My BIL's wife(the shrew) said told him she wanted a divorce. He moved out got a lawyer the next day and she had papers in a week. She was shocked at how fast he moved on that. His lawyer said they would sell everything and split all assets 50 50. He took half of everything and forced her to sell a couple of houses and that caused her worthless druggie son to have to move in with her.
Good luck and take care of yourself.
 
Thanks Meerkat,

My eye sight isn't that bad I just need reading glasses like most people, I cannot see the fly on the wall at 1000 feet anymore, so no competing with Jed Clampet or Jethro. For some reason that has become a problem. I can see that fly at about 200 feet now.
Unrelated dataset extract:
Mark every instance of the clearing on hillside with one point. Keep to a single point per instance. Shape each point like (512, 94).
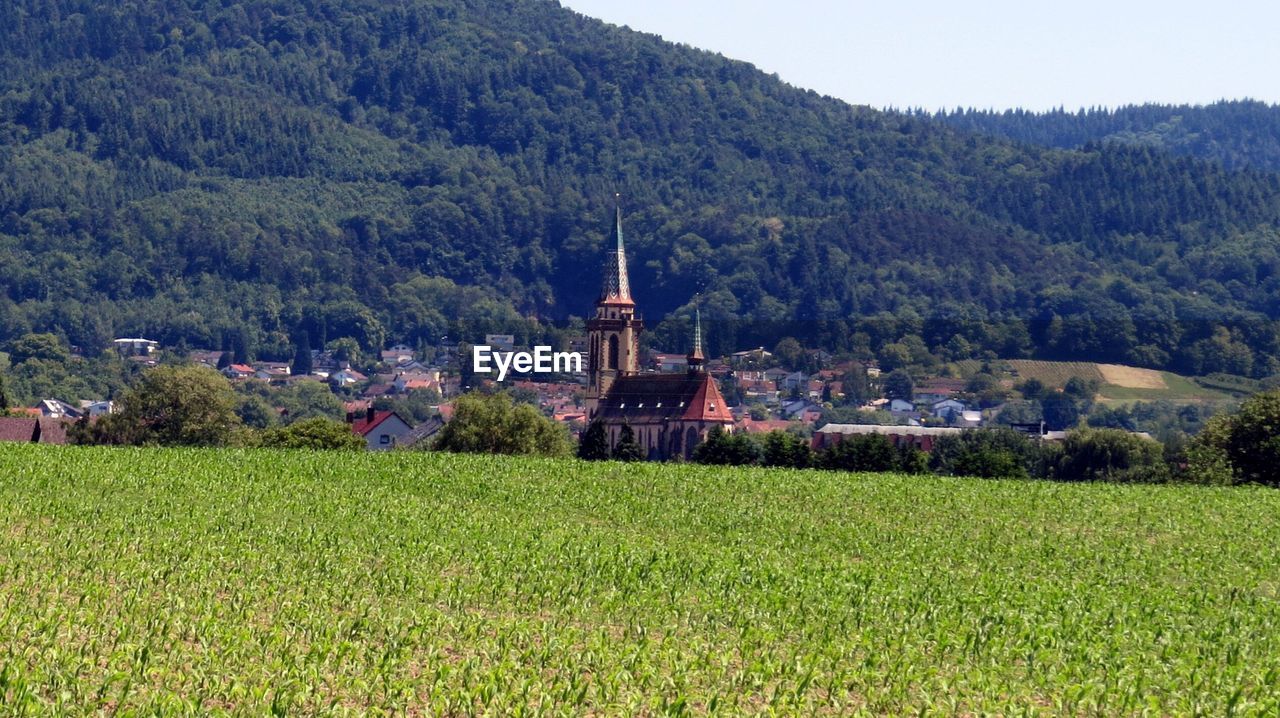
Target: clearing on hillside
(156, 581)
(1132, 376)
I can outwork an Amish horse, still drag a hundred lbs around all day but I am too out of shape to pick it up and throw it. Some time in a gym would fix that, but it is too far away. have good bones, a strong back, a strong ticker and no BP. i hardly ever get sick; zero medical problems. Hubby is the one who has all those issues and I am the whipping boy. I told him no more insultsS and yelling at me. Then came the divorce thing. I have a feeling the real estate agent didn't just show up out of the blue. That's fine. He can have whatever he wants. I won't get in the way.

Back country life isn't difficult. It is peaceful and it will be restful. I won't needing a helicopter or anything.
My heart hurts for you. Your husband is a jerk and a bully and likely a narcissist.
I can imagine that there is a lot of emotion now. You have been putting up with his abuse for too long. I want to suggest that you do not just hand over everything you have helped to acquire, because it is easier to do so. In the long run, you will have financial struggles. It happens too often, that the bully ends up with whatever he or she wants, because they are used to always getting their way or making the other person miserable until they do. There may be a struggle, and you might be over it, but get a good lawyer and have him/her do the fighting for what is rightfully yours. I am not suggesting that you get more than your share, but that may be his plan, to get everything.

My cousin's husband had probably been cheating on her their whole marriage according to her siblings recounting of things that happened. How she found out, I don't know, but her siblings all knew he was a jerk and have stories about him. Her parents gave them the down payment for a new house and when the divorce came, he fought tooth and nail to get the house. Cousin had two sisters both dying of cancer at the same time while the divorce was going on, and one was her confidant, her source of counsel and comfort. Her sisters died within 36 hours of each other, and that didn't help her ability to fight for her rights. Because her parents contributed 20% of the value of the house, she should have had more rights to it. Finally cousin gave in, like she had their whole relationship, and ended up having a new house built for herself. The most gratifying thing that I see is that she is using her maiden name again. She is younger than me and a sweet woman who put up with stuff she shouldn't have far too long.